I first started reading Sue Grafton’s ‘alphabet’ series (‘A is for Alibi’, ‘B is for Burglar’ etc) in my teens when I’d just started getting into American private eye books, a an enthusiasm inherited from my father and grandfather. I didn’t consider Grafton to be in my ‘top tier’ with the likes of Robert B. Parker, Sara Paretsky and Chandler himself, but having an appetite for more I read my way through quite a few of them.
Recently I decided to reacquaint myself with her Private Eye, one Kinsey Millhone, in part thanks to the affectionate send-ups in Lawrence Block’s Bernie Rhoddenbar series (‘A is for Train’ etc.). Rhoddenbar is a delight, by the way.
As returned to the beginning, I thought I’d take a quick peek at how close Grafton was getting to the end of the alphabet. Sadly I found she is no longer with us, but she did get as far as ‘Y is for Yesterday‘. It’s a shame to have started on a series like this and despite getting so close to finishing it falling short, but maybe it’s a good thing the series is open ended, and we can imagine Kinsey’s investigations continuing…
I began again with A, which is was a serviceable start, but the series grows more impressive as Grafton begins to populate Santa Teresa (the fictional Californian town where Millhone lives and works) and to get under the skin of her protagonist, a prickly loner who gets more interesting as people try to get close to her.
“I’m not that good at relationships. Get close to someone and next thing you know, you’ve given them the power to wound, betray, irritate, abandon you, or bore you senseless. My general policy is to keep my distance, thus avoiding a lot of unruly emotion. In psychiatric circles, there are names for people like me.”
In some ways she’s quite cynical, although she is far from being misanthropic and takes an almost instant liking the people almost as frequently as she takes an instant dislike. But it tends to be on her terms.
“Lies are always easier because the only thing you risk is getting caught. Once you stoop to the truth, you’re screwed because if the other person isn’t buying, you’ve got nothing left to sell.”

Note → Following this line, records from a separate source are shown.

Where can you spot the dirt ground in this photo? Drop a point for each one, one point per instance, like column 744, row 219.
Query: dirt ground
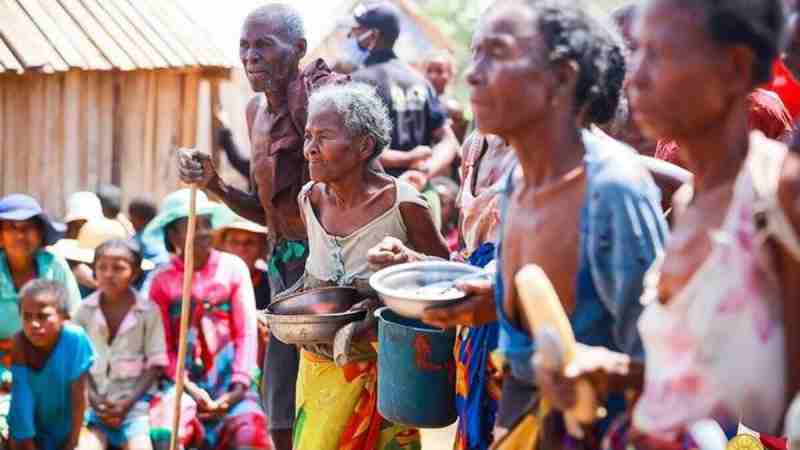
column 438, row 439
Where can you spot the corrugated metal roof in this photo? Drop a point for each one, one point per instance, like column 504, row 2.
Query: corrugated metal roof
column 59, row 35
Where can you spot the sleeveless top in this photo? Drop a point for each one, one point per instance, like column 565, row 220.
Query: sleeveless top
column 717, row 348
column 480, row 214
column 342, row 260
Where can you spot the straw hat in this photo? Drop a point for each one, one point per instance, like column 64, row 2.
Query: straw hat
column 19, row 207
column 83, row 206
column 176, row 206
column 244, row 225
column 92, row 234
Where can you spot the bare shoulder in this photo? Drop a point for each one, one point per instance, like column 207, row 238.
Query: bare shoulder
column 252, row 109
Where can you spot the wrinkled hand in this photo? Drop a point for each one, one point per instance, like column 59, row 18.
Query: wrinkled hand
column 389, row 252
column 263, row 327
column 195, row 167
column 477, row 309
column 203, row 400
column 415, row 178
column 595, row 364
column 113, row 414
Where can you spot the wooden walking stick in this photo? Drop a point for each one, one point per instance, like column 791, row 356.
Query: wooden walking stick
column 186, row 302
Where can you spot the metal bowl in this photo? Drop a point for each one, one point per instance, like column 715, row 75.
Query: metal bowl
column 313, row 317
column 403, row 287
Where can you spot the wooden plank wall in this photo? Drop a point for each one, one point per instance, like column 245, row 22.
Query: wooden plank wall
column 61, row 133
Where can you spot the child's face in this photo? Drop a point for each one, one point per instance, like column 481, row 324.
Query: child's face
column 41, row 320
column 22, row 238
column 114, row 271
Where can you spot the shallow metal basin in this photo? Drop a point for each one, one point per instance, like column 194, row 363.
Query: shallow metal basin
column 403, row 287
column 313, row 317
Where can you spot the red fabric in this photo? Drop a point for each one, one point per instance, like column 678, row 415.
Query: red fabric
column 767, row 114
column 787, row 87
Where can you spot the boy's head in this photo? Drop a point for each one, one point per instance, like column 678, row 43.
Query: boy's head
column 43, row 309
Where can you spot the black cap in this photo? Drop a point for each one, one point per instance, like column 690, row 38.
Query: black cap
column 381, row 16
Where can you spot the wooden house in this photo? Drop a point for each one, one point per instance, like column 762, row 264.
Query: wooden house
column 101, row 91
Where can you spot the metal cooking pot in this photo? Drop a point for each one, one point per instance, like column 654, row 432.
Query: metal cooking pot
column 313, row 317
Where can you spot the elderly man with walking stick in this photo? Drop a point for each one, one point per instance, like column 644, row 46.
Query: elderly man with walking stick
column 271, row 45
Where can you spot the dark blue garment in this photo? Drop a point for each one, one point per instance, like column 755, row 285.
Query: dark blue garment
column 477, row 411
column 622, row 231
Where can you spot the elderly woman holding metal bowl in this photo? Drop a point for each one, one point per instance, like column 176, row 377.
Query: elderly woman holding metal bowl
column 348, row 207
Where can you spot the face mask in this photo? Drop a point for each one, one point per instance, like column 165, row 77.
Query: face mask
column 353, row 52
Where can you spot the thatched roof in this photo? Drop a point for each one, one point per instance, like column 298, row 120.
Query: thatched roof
column 59, row 35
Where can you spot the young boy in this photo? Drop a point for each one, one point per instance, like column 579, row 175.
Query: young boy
column 50, row 364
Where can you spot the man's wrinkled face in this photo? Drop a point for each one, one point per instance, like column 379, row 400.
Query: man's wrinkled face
column 267, row 55
column 510, row 85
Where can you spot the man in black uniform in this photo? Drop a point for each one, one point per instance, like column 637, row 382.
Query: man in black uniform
column 421, row 138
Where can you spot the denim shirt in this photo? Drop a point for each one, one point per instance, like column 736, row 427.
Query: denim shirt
column 622, row 233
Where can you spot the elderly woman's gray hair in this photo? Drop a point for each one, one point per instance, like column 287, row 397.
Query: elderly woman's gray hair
column 363, row 112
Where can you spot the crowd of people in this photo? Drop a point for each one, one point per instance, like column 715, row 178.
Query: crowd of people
column 645, row 161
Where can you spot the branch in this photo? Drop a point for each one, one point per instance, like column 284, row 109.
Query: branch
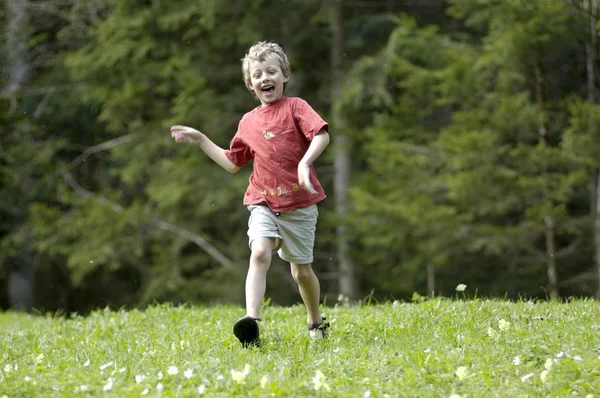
column 99, row 148
column 156, row 221
column 32, row 92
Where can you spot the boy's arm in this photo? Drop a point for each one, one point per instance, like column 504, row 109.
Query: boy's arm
column 215, row 152
column 317, row 145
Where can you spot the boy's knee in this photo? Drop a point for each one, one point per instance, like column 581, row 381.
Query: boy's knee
column 302, row 273
column 261, row 254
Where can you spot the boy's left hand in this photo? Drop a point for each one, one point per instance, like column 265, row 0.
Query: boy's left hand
column 304, row 178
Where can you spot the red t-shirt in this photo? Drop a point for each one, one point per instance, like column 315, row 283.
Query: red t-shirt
column 277, row 137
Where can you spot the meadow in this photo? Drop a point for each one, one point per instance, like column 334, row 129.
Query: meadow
column 459, row 347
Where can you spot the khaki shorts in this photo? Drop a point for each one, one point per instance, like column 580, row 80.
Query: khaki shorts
column 295, row 229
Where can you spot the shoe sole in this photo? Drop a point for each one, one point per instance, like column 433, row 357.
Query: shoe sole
column 246, row 330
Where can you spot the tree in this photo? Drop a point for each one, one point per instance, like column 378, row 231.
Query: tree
column 346, row 278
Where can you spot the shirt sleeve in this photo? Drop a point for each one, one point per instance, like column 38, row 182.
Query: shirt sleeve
column 308, row 121
column 239, row 153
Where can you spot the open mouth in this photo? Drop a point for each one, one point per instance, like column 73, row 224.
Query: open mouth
column 268, row 89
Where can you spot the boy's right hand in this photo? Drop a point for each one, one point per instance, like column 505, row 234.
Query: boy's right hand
column 186, row 134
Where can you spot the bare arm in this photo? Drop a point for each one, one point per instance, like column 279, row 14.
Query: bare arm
column 317, row 145
column 215, row 152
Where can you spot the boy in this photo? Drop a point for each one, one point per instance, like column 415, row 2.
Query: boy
column 284, row 136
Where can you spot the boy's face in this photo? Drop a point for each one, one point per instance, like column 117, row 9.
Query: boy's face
column 266, row 79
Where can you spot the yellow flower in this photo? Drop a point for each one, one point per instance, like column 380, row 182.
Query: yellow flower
column 240, row 376
column 264, row 381
column 544, row 376
column 461, row 372
column 8, row 369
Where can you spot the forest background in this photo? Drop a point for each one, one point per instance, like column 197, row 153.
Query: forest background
column 465, row 148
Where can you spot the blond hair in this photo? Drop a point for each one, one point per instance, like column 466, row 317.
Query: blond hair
column 260, row 52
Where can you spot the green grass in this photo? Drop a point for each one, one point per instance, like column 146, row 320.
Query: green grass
column 394, row 349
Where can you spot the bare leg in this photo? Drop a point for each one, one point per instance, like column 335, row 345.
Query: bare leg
column 310, row 290
column 256, row 280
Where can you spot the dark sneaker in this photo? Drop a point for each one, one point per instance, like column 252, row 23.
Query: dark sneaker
column 318, row 331
column 246, row 330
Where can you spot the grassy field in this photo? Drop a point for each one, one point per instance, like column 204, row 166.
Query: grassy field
column 431, row 348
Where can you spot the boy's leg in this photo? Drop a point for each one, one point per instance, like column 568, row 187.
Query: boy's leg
column 310, row 290
column 256, row 280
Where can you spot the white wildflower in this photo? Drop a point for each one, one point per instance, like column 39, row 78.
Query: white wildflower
column 39, row 359
column 109, row 384
column 526, row 377
column 106, row 365
column 264, row 381
column 319, row 382
column 503, row 324
column 238, row 377
column 461, row 372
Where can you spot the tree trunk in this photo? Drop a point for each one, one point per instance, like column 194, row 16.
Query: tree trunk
column 21, row 275
column 548, row 221
column 591, row 91
column 16, row 48
column 347, row 279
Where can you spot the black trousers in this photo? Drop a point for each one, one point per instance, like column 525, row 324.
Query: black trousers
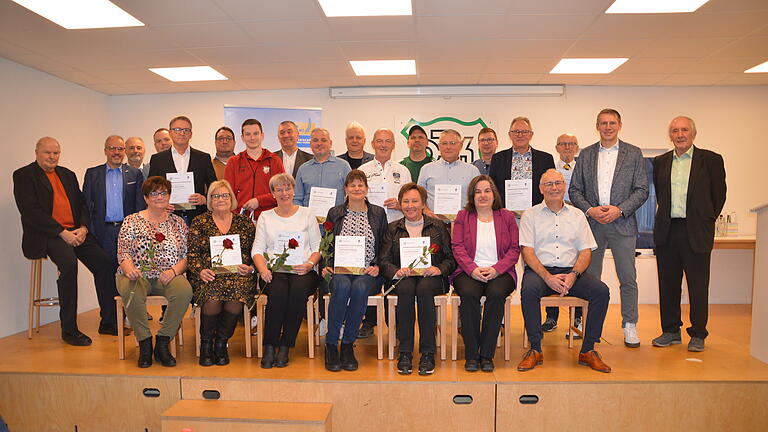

The last book that I’d remembered reading was ‘J is for Judgement’ so by the time I got to ’N is for Noose’ it was well into the category of first time reads, and thus it is getting blogged here now.
Noose takes Millhone away from Santa Teresa for a large chunk of the novel, and out of her comfort zone too. Against her better judgement she takes a case recommended by a fellow PI who she has been living with, despite her rigid attachment to her own personal space since divorcing for a second time.
“Times like this, I longed for a husband or a dog, but I never could decide which would be more trouble in the long run. At least husbands don’t bark and tend to start off paper trained.”
The case takes her well out of her comfort zone too, in a small mountain community who don’t welcome her intrusion.
“It was the kind of scenery described as ‘breathtaking’ by those who are easily winded.”
One of the enjoyable things about Millhone is that she is not invincible like Spenser or Marlowe. She does have a limit, a point she won’t push herself beyond just to prove how tough or capable she is, and in this story she reaches it. All the same, I found myself missing Santa Teresa and the regulars whilst she was up in the mountains, and for that reason I didn’t enjoy it as quite as much as some of the preceding letters of the alphabet.